Zeichen der Zeit – Geschichte als Lehrmeister
Ist es möglich, aus der Geschichte zu lernen? – Seien wir ehrlich – die Zeichen der Zeit stehen auf Sturm. Und dabei ist es egal, aus welcher politischen Perspektive die Ereignisse betrachtet werden, die die Welt nicht zur Ruhe kommen lassen.
René Zittlau

Dieser Artikel wurde erstveröffentlicht bei «www.globalbridge.ch«. Wir danken für die freundliche Genehmigung zur Veröffentlichung auf unserem Blog.
Einleitung
Seien wir ehrlich – die Zeichen der Zeit stehen auf Sturm. Und dabei ist es egal, aus welcher politischen Perspektive die Ereignisse betrachtet werden, die die Welt nicht zur Ruhe kommen lassen.
Ukraine-Konflikt. Israels politischer und somit in der Perspektive staatlicher Selbstmord durch immer mehr Krieg gegen seine Nachbarländer. Möglich nur dank der Unterstützung von AIPAC in den USA, der amerikanischen und nicht zuletzt auch der deutschen Regierung. Der militärische Egotrip der USA gemeinsam mit Großbritannien im Nahen Osten gegen den Jemen und das Bestreben seiner Ausweitung auf den Iran. Das permanente Anheizen der Möglichkeit militärischer Auseinandersetzungen rund um Taiwan und China ebenfalls durch die USA mit „freundlicher“ Unterstützung eines Landes, das schon seit Jahrhunderten seine Interessen durch Intrigen und Krieg meint vertreten und durchsetzen zu dürfen, dabei seinen Zenit schon vor über einhundert Jahren überschritt und weder wirtschaftlich noch militärisch seine eigene Hybris zu unterfüttern oder zu erkennen in der Lage ist, nämlich Großbritannien.

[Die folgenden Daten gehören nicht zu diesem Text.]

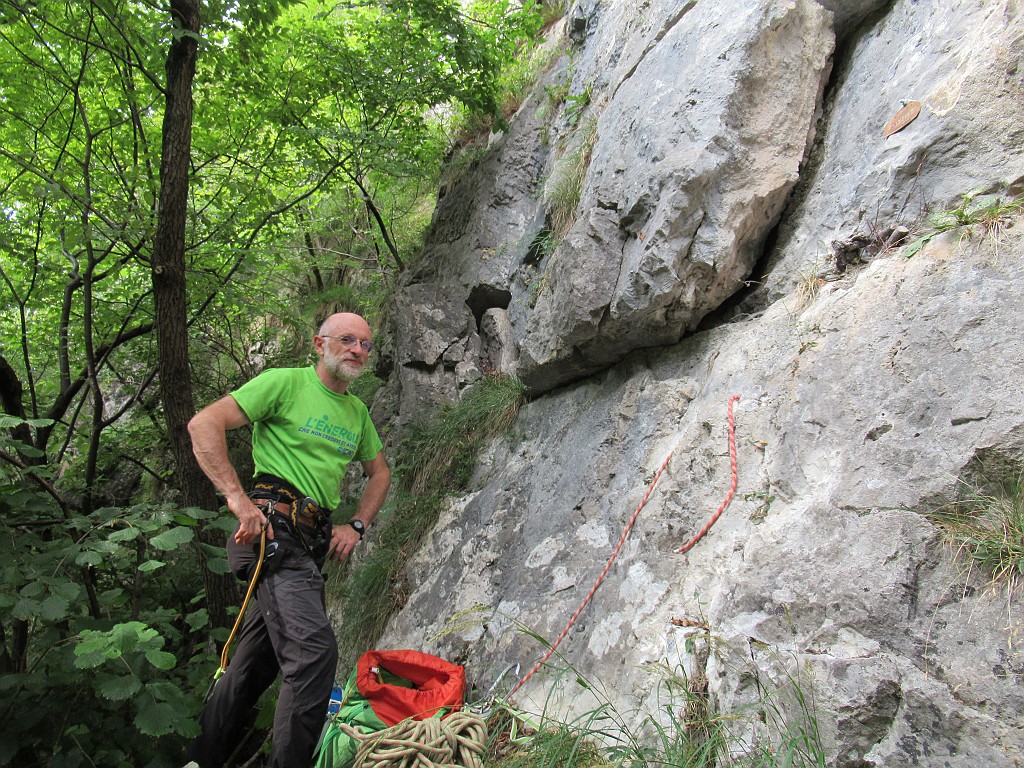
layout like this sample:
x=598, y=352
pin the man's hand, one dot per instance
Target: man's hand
x=252, y=521
x=343, y=541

Diesem Trio infernale der Weltpolitik möchte Frankreich ebenfalls nicht nachstehen, auch wenn der Verlust an ökonomischer, wirtschaftlicher und politischer Macht nicht nur in Afrika schwer mit dem nationalen Selbstbild der Grande Nation und schon gar nicht mit dem Ego seines Präsidenten in Übereinstimmung zu bringen ist.
Nicht zuletzt deutscher Größenwahn feiert unter Kanzler Merz gekoppelt an eine Wiederauferstehung aggressiven militaristischen Gedankenguts in den Parlamenten und Regierungen dieses Landes und einer seit dem Ende des letzten Weltkriegs nicht gekannten Aufrüstungsorgie durch nichts zu rechtfertigende Urständ.
Ein Blick zurück
Es riecht also wieder nach einem großen Krieg. Und die Parallelen zur Entstehung der Kriege, aus denen der Westen nach eigener Darstellung alle nötigen Schlüsse gezogen hat, sind real und sehr bedenklich.

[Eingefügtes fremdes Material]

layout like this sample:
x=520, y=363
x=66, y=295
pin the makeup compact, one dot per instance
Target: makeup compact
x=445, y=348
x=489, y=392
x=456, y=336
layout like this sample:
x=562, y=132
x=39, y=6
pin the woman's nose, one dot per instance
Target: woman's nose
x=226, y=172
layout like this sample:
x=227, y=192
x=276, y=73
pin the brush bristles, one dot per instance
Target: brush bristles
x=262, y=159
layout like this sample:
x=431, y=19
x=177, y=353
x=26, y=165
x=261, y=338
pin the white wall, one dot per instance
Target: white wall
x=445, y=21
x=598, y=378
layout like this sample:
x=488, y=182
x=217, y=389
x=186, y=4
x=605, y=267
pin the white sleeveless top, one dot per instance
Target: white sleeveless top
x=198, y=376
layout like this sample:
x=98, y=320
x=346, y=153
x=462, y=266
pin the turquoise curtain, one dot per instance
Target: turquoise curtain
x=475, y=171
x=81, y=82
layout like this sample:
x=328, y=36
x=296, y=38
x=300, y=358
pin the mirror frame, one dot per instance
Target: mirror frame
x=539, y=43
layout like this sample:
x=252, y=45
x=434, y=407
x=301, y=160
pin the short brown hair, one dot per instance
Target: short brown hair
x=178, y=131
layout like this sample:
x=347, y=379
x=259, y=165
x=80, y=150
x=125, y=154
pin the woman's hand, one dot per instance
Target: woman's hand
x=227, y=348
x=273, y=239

Vor etwas mehr als 100 Jahren waren sich die damaligen europäischen Großmächte eine wie die andere sicher, dass die kumulierten Widersprüche zwischen ihnen in einer kurzen militärischen Auseinandersetzung siegreich zu lösen sind und man Weihnachten wieder zu Hause sein und bei Gänsebraten mit Klößen und Rotkohl oder auf der anderen Seite Truthahn gefüllt mit Maronen beziehungsweise Trockenobst die eigenen Heldentaten wird feiern können.
An diesen Irrsinn glaubte man in Frankreich, Großbritannien, Deutschland, Österreich-Ungarn und Russland gleichermaßen. Und alle diese Mächte trugen auf ihre Art zum Ausbruch des Krieges bei.

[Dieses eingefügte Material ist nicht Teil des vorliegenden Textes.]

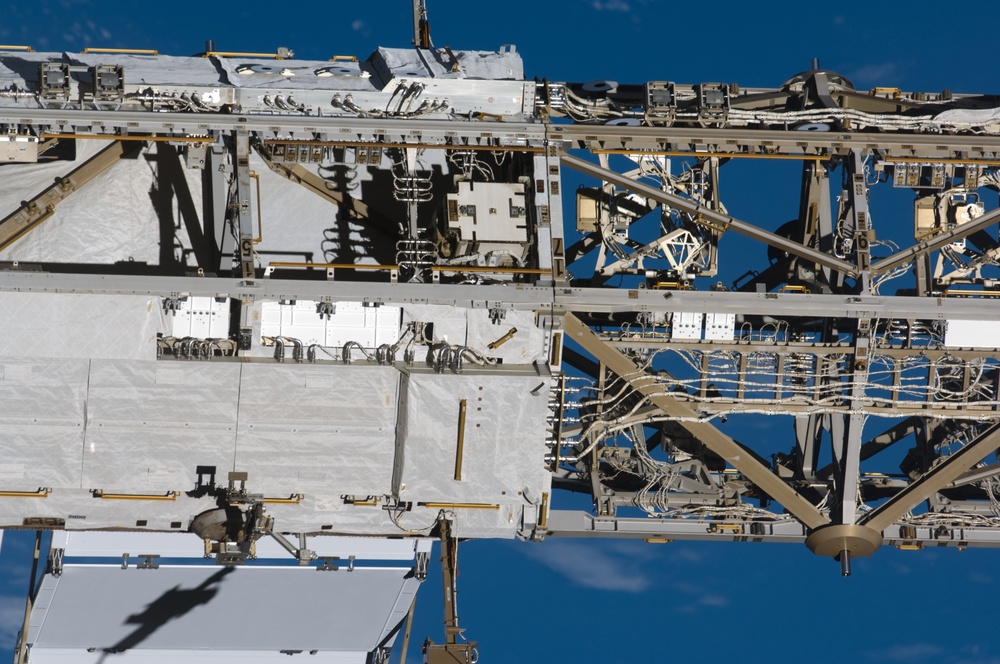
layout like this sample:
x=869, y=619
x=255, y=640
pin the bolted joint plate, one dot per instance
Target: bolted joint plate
x=830, y=541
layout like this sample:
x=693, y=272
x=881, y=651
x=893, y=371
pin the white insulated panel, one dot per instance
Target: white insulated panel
x=687, y=326
x=317, y=429
x=720, y=327
x=202, y=318
x=503, y=438
x=350, y=321
x=42, y=410
x=972, y=334
x=77, y=326
x=150, y=424
x=525, y=346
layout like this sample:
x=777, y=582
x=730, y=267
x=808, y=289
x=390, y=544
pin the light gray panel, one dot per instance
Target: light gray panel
x=317, y=429
x=111, y=219
x=60, y=325
x=213, y=608
x=504, y=437
x=526, y=346
x=150, y=424
x=42, y=405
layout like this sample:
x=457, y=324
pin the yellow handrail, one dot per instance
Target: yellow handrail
x=170, y=495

Versuchen wir also, die Realitäten dieser lange vergangenen Urkatastrophe des 20. Jahrhunderts in Europa in Erinnerung zu rufen. Henri Barbusse verarbeitete in seinem Roman „Das Feuer“ die eigenen Traumata dieses ersten weltumspannenden Schlachtens. Er, der sich im August 1914 als Vierzigjähriger freiwillig zur Infanterie meldete, beendete im Dezember 1915 dieses überhaupt erste Antikriegsbuch über den 1. Weltkrieg, das sich mit dem realen Sein im Krieg aus Sicht eines einfachen Soldaten auseinandersetzt. Es sei insbesondere Parlaments- und Regierungsmitgliedern – vor allem auch den Wehrdienstverweigerern unter den Aufrüstung-ohne-Limit-fordernden Ministern und Parlamentariern – sowie Kriegslobbyisten wie einer Frau Strack-Zimmermann dringend zur Horizonterweiterung empfohlen.
Die drei Weltkriege
Die heutige weltpolitische Lage erinnert an Brecht:
„Das große Karthago führte drei Kriege. Nach dem ersten war es noch mächtig. Nach dem zweiten war es noch bewohnbar. Nach dem dritten war es nicht mehr zu finden.“
Bertolt Brecht
Mit „Hurra!“ in den ersten Weltkrieg
Die Jahre vor dem ersten Weltkrieg waren von einer ständigen Steigerung der Kriegshysterie geprägt. Die Glorifizierung von Militär und Waffen erlebte ein nie gekanntes Ausmaß.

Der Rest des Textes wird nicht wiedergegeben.